He inherited that position from his father, Henry Burr Steinbach, a University of Chicago professor who led the laboratory in addition to being assistant director of the National Science Foundation, director of the American Association for the Advancement of Science, and president of the American Society of Zoologists and the Society for General Physiologists, according to his obituary in the New York Times.
When she was known as Marilyn, Steinbach’s mother lived a charmed live, cavorting in Paris as a young woman who aspired to be a dancer. In 1963, she went to a Paris cafe where she later described people “sitting around drinking café lattes and discussing the March on Washington” and decided to go back to America to listen to Martin Luther King’s speech. She went to Skidmore College and joined the radical Students for a Democratic Society (SDS). She met her husband when he placed a call from his graduate school looking for a way to transport busloads of students to a protest of the Vietnam war, Tirien wrote in 2018.
Sala’s maritime life off of Martha’s Vineyard instilled in her a love of nature, which then led her to Buddhism.
“My spiritual home is Green Gulch Farm Zen Center. It’s a place with deep dharma practice, beautiful gardens, acres of flowers and vegetables,” she wrote in 1996.
But there was also a problem: Like her daughter, Buddhists in America were mostly white.

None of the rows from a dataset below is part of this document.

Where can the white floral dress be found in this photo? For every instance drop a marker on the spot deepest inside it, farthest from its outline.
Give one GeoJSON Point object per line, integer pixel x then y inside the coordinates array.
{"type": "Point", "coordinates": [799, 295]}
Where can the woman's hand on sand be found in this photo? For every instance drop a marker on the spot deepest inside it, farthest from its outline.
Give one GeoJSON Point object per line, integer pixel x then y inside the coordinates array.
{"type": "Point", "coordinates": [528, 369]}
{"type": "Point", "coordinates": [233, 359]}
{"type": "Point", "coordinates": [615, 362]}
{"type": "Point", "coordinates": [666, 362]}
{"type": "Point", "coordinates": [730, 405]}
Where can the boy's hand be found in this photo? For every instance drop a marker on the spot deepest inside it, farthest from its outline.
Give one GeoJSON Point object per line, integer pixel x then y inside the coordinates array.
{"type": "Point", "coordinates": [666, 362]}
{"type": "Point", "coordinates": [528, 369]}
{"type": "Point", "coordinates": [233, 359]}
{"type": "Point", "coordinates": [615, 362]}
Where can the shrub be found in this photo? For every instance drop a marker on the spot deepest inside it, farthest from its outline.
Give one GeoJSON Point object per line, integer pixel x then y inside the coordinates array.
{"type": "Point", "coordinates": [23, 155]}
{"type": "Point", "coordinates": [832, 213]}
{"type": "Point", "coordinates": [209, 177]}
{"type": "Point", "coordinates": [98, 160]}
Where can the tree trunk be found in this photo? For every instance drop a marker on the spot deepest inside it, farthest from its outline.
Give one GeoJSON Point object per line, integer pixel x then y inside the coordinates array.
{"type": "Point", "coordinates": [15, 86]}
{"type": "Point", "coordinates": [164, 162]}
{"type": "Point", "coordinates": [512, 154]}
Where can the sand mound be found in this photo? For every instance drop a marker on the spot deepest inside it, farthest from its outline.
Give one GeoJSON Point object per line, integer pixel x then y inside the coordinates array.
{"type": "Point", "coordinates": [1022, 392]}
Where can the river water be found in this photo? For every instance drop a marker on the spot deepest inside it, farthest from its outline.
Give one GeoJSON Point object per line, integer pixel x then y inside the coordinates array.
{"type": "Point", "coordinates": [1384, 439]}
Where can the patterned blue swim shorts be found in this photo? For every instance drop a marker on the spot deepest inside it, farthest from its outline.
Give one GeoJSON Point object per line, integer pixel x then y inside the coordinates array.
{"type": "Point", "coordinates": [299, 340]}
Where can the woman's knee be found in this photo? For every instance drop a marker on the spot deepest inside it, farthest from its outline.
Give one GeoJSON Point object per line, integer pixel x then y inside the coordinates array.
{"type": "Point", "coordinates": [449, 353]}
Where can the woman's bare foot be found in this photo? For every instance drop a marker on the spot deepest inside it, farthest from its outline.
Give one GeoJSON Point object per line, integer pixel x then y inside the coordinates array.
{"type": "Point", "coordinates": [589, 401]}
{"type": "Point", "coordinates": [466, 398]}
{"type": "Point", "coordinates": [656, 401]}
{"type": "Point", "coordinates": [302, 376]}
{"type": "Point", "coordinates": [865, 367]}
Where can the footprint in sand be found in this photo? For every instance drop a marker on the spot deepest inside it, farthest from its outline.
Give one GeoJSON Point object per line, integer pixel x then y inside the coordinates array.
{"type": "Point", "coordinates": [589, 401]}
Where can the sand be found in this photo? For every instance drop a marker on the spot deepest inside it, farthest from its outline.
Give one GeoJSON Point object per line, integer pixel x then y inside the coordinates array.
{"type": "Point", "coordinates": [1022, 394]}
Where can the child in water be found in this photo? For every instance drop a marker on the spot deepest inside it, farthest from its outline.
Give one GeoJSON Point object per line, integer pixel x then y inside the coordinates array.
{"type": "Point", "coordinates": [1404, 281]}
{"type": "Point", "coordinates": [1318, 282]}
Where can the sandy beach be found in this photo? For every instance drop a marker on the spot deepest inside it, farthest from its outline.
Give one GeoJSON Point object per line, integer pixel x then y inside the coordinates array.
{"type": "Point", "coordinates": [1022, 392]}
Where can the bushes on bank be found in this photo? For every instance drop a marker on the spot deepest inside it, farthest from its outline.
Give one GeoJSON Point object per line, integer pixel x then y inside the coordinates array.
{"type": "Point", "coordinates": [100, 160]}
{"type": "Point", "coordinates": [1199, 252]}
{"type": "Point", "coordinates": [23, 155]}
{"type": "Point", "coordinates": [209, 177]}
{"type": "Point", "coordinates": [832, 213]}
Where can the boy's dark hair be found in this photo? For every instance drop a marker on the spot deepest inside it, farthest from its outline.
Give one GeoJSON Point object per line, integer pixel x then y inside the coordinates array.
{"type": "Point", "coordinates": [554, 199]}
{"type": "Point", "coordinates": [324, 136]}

“As an institution, Green Gulch is passionately involved with ecology. The people there are, with some exceptions, European Americans. I want them to care for and work for the health and beauty and safety of human diversity as passionately as they do for biodiversity,” she wrote.
She began running hardcore Critical Race Theory exercises on San Francisco Buddhists, ordering them to stand on opposite corners of the room depending on their identity politics group, and then hurl out invectives against the others, asking questions like, “When you were a child, what were you told about the group across from you? … What are some of the names used to refer to that other group?”
She teamed up with a white Buddhist to work on an anti-racist project, before accusing that woman of being a racist. “You and I are in deep trouble… You don’t know the power of ‘Whiteness,’” Sala told Barbara Gates, her would-be collaborator, Gates wrote. “I don’t want to be alone in these conversations in case someone—probably in all innocence—expresses unexamined racism that might be hurtful to me.”
When Dean Steinbach brought her mother to an event marking the life of a transgender student who had committed suicide, Sala drew on her Buddhist beliefs, saying a monk had told her the day after the September 11, 2001 attacks that “I don’t know what those men were thinking, but I know that no one was listening to them, or at least they felt that way,” and that the same applied to the student, according to Federalist Society chapter president Tim Rosenberg, who attended the event. The transgender student was in fact a member of the conservative group, but the dean later sided with students protesting it, purportedly for being a threat to transgender lives.
Like her mother, Dean Steinbach combined her privilege and tantial grip on an “oppressed” identity to make a career out of calling out hidden bigotry in the most unlikely of places—in her case, the elite campus of America’s top-ranked law school, in uber-liberal Palo Alto.
Despite only one of her four grandparents being fully black, the dean’s diversity job resting on a resume that included serving as vice president of the Law Students of African Descent. “In 2017, she launched the Coalition for Equity and Inclusion in Law (CCEIL), a Bay Area regional cohort of law and policy organizations dedicated to advancing greater cultural equity, inclusion, and diversity in the sector,” her Stanford biography says.
Fighting for the oppressed was lucrative work. In the year ending March 2021, she made $253,000 for working 38 hours a week as the chief program officer for the American Civil Liberties Foundation of Northern California, according to tax filings. Three months later, she took the job at Stanford, which presumably came with a pay increase.
Steinbach did not return a request for comment.